Der Unterschied in den Infiltrations-Techniken
Eine Tumeszenz-Liposuktion unter Vollnarkose ist anders als eine Tumeszenz-Liposuktion unter Lokalanästhesie. Bei einer Vollnarkose muss die Infiltration der Lokalanästhetika-Lösung nicht so genau vorgenommen werden. Unter Vollnarkose ist der Patient bewusstlos und spürt nicht, wenn ein Körperbereich nicht vollständig betäubt ist. Im Gegensatz dazu erfordert eine Liposuktion ausschließlich unter lokaler Betäubung eine entsprechende Ausbildung, so dass die Tumeszenz-Anästhesie gekonnt eingebracht wird und damit 100%-ig und lückenlos ist.

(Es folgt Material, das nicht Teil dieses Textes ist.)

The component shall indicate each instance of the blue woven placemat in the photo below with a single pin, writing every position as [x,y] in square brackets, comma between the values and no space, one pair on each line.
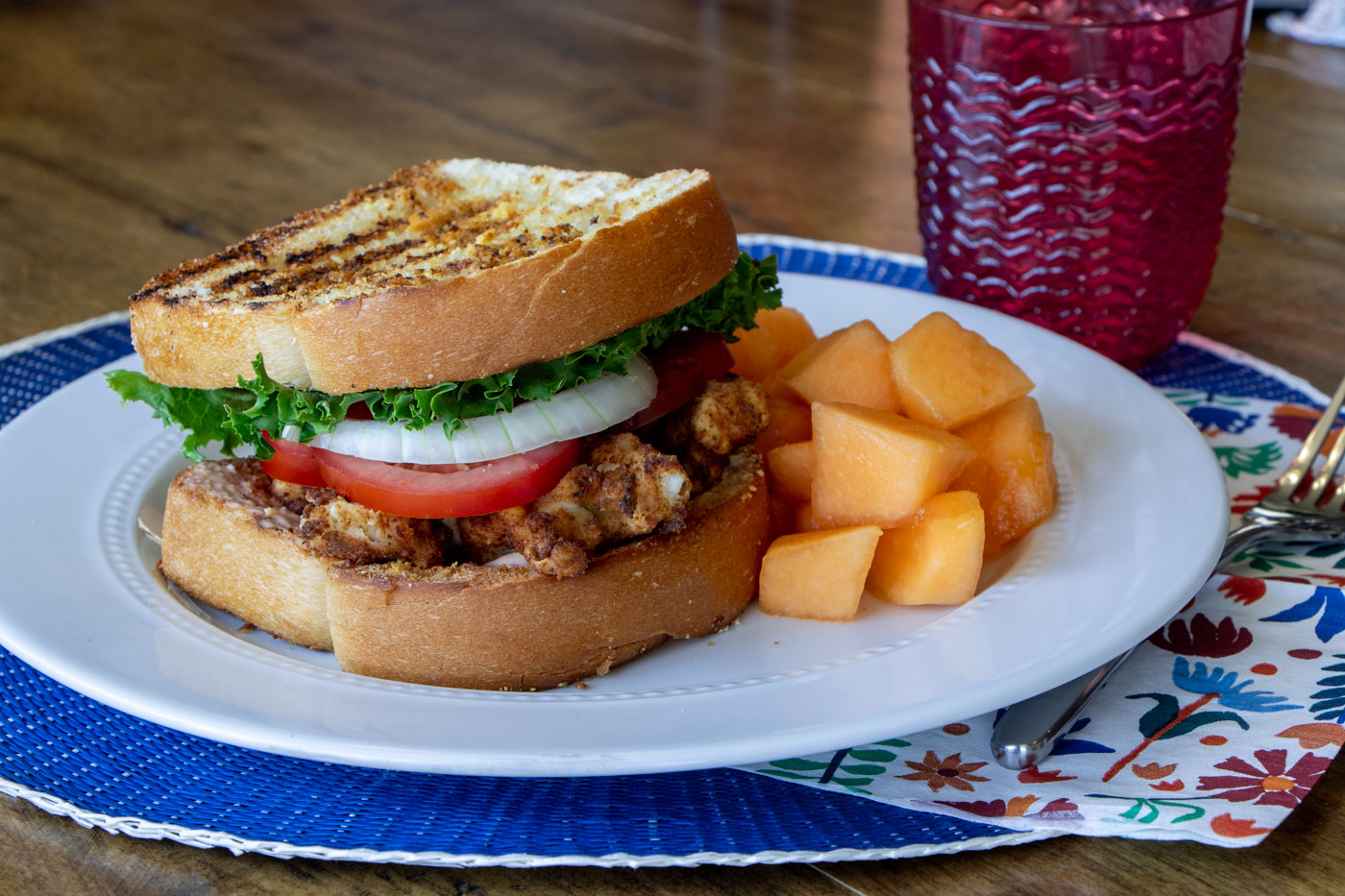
[78,758]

Meinungen über die Sicherheit der Anästhesie
Eine Umfrage von plastischen Chirurgen über die Präferenzen hinsichtlich der Anästhesie hat eine offensichtlich vorliegende Inkonsistenz ans Licht gebracht. Die plastischen Chirurgen, die eine kosmetische Operation hatten vornehmen lassen, wählten zu 90% eine Lokalanästhesie. Im Gegensatz dazu stehen die Patienten ebendieser Chirurgen, die für die gleichen kosmetischen Behandlungen nur in 40% der Fälle eine Lokalanästhesie erhalten hatten. (Vortrag von 1994, Cambridge, England von Dr. med. Kel Cohn, Chairman, Department of Plastic Surgery, Universität von North Carolina, USA).
ABC's „20/20“
Die Fernsehsendung "20/20" von ABC zeigte 1995 einen Patienten während einer Tumeszenz-Liposuktion, die ausschließlich unter lokaler Betäubung durchgeführt wurde, im wachen Zustand und lächelnd. Diese ungeeignete, positive Beurteilung der Tumeszenz-Liposuktion des amerikanischen Fernsehsenders hatte eine erhöhte Konsumentennachfrage nach einer „sicheren Liposuktion“ zur Folge. Im ganzen Land wurde fortan von einem zukünftig potentiellen Patienten zuerst die Frage gestellt: „Benutzen Sie die Tumeszenz-Methode?“ Die Chirurgen lernten sehr schnell, dass die Patienten darauf eine bejahende Antwort forderten. Aufgrund ihrer mangelnden Qualifikation für eine Liposuktion ausschließlich unter Lokalanästhesie antworteten sie häufig einfach: „Wir bieten eine modifizierte Art der Tumeszenz-Methode.“ Daraus erwuchsen zwei verschiedene Behandlungsstandards für die Tumeszenz-Liposuktion, mit deutlich verschiedenen Sicherheitsstandards.
Zusammenfassung
Die Liposuktion sowohl unter lokaler Betäubung als auch unter Vollnarkose kann normalerweise ohne ernsthafte Morbidität ausgeführt werden. Wenn aber versucht wird, eine sehr große Menge an Fett abzusaugen, besteht die Tendenz, dass der Chirurg unwissentlich die Grenzen der Sicherheit überschreitet. In diesem Sinne ist das Risiko einer Liposuktion unter Vollnarkose viel größer. Nach heutigem Kenntnisstand hat es bisher keine Todesfälle im Zusammenhang mit Liposuktionen ausschließlich unter Lokalanästhesie gegeben, wenn der Chirurg die allgemein anerkannte Dosierungsgrenze der Lokalanästhesie einhielt.